Ainda conforme a cooperativa, a atuação da empresa ocorre sob “rígidos controles internos, regulatórios e judiciais”, observando normas da Agência Nacional de Saúde Suplementar, contratos firmados e determinações do Poder Judiciário.
Na nota, a operadora cita ainda indicadores oficiais da ANS para sustentar a defesa. De acordo com a cooperativa, o Índice de Desempenho da Saúde Suplementar (IDSS) apontou notas de 0,7212 no ciclo 2023, 0,8427 em 2024 e 0,7718 em 2025. Para a empresa, os números demonstrariam um “patamar de excelência regulatória, assistencial e setorial”.

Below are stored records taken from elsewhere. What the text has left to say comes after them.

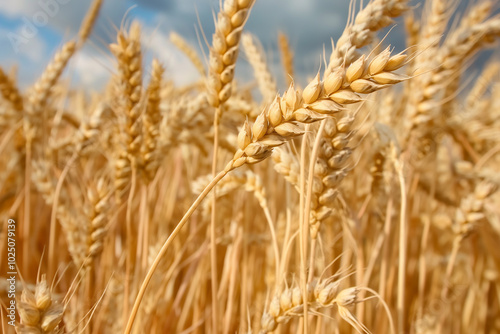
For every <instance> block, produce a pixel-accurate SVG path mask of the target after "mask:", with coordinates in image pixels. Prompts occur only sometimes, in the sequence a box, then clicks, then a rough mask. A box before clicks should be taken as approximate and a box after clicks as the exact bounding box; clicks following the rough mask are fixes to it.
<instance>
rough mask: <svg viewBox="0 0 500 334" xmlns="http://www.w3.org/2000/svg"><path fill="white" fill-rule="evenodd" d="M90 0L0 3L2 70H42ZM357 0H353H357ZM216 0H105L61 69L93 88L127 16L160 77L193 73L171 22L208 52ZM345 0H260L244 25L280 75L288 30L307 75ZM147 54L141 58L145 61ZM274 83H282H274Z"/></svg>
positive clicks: (341, 28) (403, 32)
mask: <svg viewBox="0 0 500 334" xmlns="http://www.w3.org/2000/svg"><path fill="white" fill-rule="evenodd" d="M90 3H91V0H17V1H5V0H3V1H2V4H1V5H0V45H2V48H1V50H0V66H2V68H4V69H5V70H6V71H8V70H9V69H11V68H12V67H13V66H17V67H18V78H19V79H18V80H19V84H20V86H21V87H23V88H25V87H27V86H29V85H31V84H32V83H33V81H34V80H36V78H37V77H38V76H39V75H40V74H41V72H42V71H43V68H44V67H45V66H46V64H47V63H48V62H49V60H50V59H51V57H52V56H53V55H54V53H55V52H56V50H57V49H58V48H59V47H60V45H61V44H62V43H63V42H65V41H67V40H69V39H71V38H73V37H74V36H75V35H76V34H77V32H78V29H79V27H80V24H81V21H82V19H83V17H84V15H85V13H86V11H87V9H88V7H89V6H90ZM357 6H358V8H359V1H358V5H357ZM218 9H219V1H216V0H126V1H124V0H105V1H104V6H103V9H102V11H101V13H100V15H99V19H98V21H97V24H96V25H95V27H94V31H93V33H92V36H91V38H90V41H89V42H87V43H86V45H85V47H84V49H83V50H82V51H80V52H78V53H77V54H76V55H75V57H74V58H73V59H72V60H71V62H70V65H69V70H68V71H67V72H66V76H69V78H70V80H71V83H72V85H73V86H75V85H76V86H84V87H85V88H86V89H88V90H89V89H90V90H99V89H101V88H102V87H103V85H104V84H105V83H106V82H107V81H108V78H109V76H110V75H111V73H112V72H113V71H114V64H113V57H112V56H111V53H110V52H109V49H108V45H109V43H112V42H114V41H115V38H116V31H117V29H119V28H120V27H121V26H126V27H128V26H129V25H130V22H131V21H132V20H139V21H140V22H141V23H142V25H143V35H144V36H143V42H144V47H145V53H146V60H149V59H148V58H151V57H153V56H154V57H157V58H158V59H160V60H161V61H162V62H163V64H164V65H165V67H166V69H167V73H166V74H167V75H166V78H170V79H171V80H174V81H175V83H176V84H179V85H182V84H186V83H190V82H193V81H194V80H196V78H197V77H198V76H199V74H198V73H197V71H196V69H195V68H194V66H193V65H192V64H191V62H190V61H189V60H188V59H187V57H186V56H184V55H183V54H182V53H181V52H180V51H179V50H178V49H177V48H176V47H175V46H173V45H172V44H171V43H170V42H169V34H170V32H171V31H173V30H175V31H176V32H177V33H179V34H180V35H181V36H183V37H184V38H185V39H186V40H187V41H188V42H189V43H190V44H191V45H192V46H193V47H195V48H196V49H197V50H198V51H199V52H200V54H201V52H202V49H203V51H204V52H207V50H208V48H207V44H206V41H205V39H204V37H203V34H204V35H205V36H206V39H207V41H208V43H211V40H212V33H213V31H214V17H215V15H216V14H214V13H217V11H218ZM348 11H349V1H348V0H313V1H304V0H272V1H270V0H258V1H257V2H256V4H255V6H254V9H253V12H252V14H251V15H250V19H249V21H248V23H247V25H246V28H245V29H246V31H248V32H251V33H252V34H254V35H255V36H257V37H258V39H259V40H260V41H261V44H262V47H263V48H264V50H265V52H266V54H267V61H268V63H269V65H270V67H271V71H272V72H273V74H274V75H275V77H276V79H277V81H278V83H283V82H284V81H285V78H284V77H283V71H282V70H281V65H280V55H279V51H278V32H279V31H282V32H284V33H286V35H287V36H288V38H289V42H290V45H291V47H292V49H293V50H294V53H295V59H294V65H295V69H296V76H297V77H296V80H299V81H302V80H305V79H306V77H305V75H308V76H310V75H312V74H313V73H315V72H316V71H317V70H318V68H319V66H320V65H322V55H323V49H325V52H326V54H327V55H329V53H330V50H331V38H333V39H334V40H336V39H338V37H339V36H340V34H341V32H342V30H343V29H344V27H345V24H346V22H347V19H348V15H347V13H348ZM403 28H404V25H403V24H400V25H399V28H398V29H393V30H392V31H391V33H390V35H389V41H390V42H391V44H393V45H394V44H396V48H398V49H401V48H403V47H404V45H402V44H401V43H398V41H402V40H404V37H403V36H404V29H403ZM148 63H149V62H146V63H145V64H148ZM239 63H240V64H238V66H237V67H236V72H237V73H236V77H237V78H239V79H240V80H242V81H244V82H247V81H248V80H249V79H251V73H252V71H251V68H250V66H249V64H248V62H247V61H246V59H245V55H244V53H243V52H240V60H239ZM279 87H283V86H282V85H279Z"/></svg>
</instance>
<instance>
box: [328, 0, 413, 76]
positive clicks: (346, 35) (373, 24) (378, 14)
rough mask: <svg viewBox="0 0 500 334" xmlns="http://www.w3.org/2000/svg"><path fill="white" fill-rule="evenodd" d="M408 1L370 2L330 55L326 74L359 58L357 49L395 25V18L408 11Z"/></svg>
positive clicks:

A Unimed João Pessoa afirmou ainda que adotará “todas as medidas judiciais cabíveis” contra os responsáveis pelas acusações, alegando que há tentativa de “macular a honra institucional” da cooperativa e de criminalizar sua atuação.
A denúncia revelada pela coluna da jornalista Mônica Bergamo, da Folha de S.Paulo, pede investigação por supostos crimes de desobediência e exposição da vida ou da saúde a perigo, além da prisão preventiva de dirigentes da operadora.
Leia na íntegra:
A Unimed João Pessoa repudia, com veemência, as acusações levadas ao Ministério Público da Paraíba pela denominada Aliança Nacional pela Defesa Ética na Saúde Suplementar (Andess). A denúncia, nos termos em que apresentada, é leviana, desprovida de base técnica e jurídica, e tenta transformar divergências assistenciais, regulatórias e processuais em narrativa criminal artificial.
A Unimed João Pessoa não adota, jamais adotou e jamais admitirá qualquer política institucional de descumprimento de decisões judiciais. É falsa, ofensiva e irresponsável a afirmação de que decisões judiciais seriam tratadas como "despesa operacional" ou que haveria uma suposta "desobediência institucionalizada".
A Cooperativa atua sob rígidos controles internos, regulatórios e judiciais, observando a legislação aplicável, as normas da Agência Nacional de Saúde Suplementar (ANS), os contratos firmados e as determinações do Poder Judiciário.
A Unimed João Pessoa destaca, ainda, que sua atuação é aferida por indicadores oficiais da própria ANS. O Índice de Desempenho da Saúde Suplementar (IDSS), instituído pela RN nº 505/2022, avalia as operadoras de planos privados de saúde por meio de critérios técnicos, assistenciais, regulatórios e de qualidade setorial, atribuindo notas que permitem identificar as melhores operadoras do mercado.
Nesse indicador oficial, medido em escala de zero a um, a Unimed João Pessoa obteve notas expressivas nos últimos ciclos: 0,7212 no IDSS 2023, ano-base 2022; 0,8427 no IDSS 2024, ano-base 2023; e 0,7718 no IDSS 2025, ano-base 2024. Tais resultados, verificáveis nos canais oficiais da ANS e da própria Cooperativa, confirmam que a Unimed João Pessoa se mantém em patamar de excelência regulatória, assistencial e setorial, realidade objetiva que desmonta a narrativa artificial, sensacionalista e irresponsável lançada pela denunciante.
Por fim, a Cooperativa informa que adotará todas as medidas judiciais cabíveis para responsabilizar aqueles que, sob o falso pretexto de defender interesses coletivos e movidos por interesses pessoais escusos, buscam disseminar imputações inverídicas e levianas, em clara tentativa de macular a honra institucional da Unimed João Pessoa e criminalizar, de forma irresponsável, a atuação regular, ética e historicamente reconhecida de uma operadora de saúde que, há décadas, presta assistência qualificada e comprometida a milhares de paraibanos.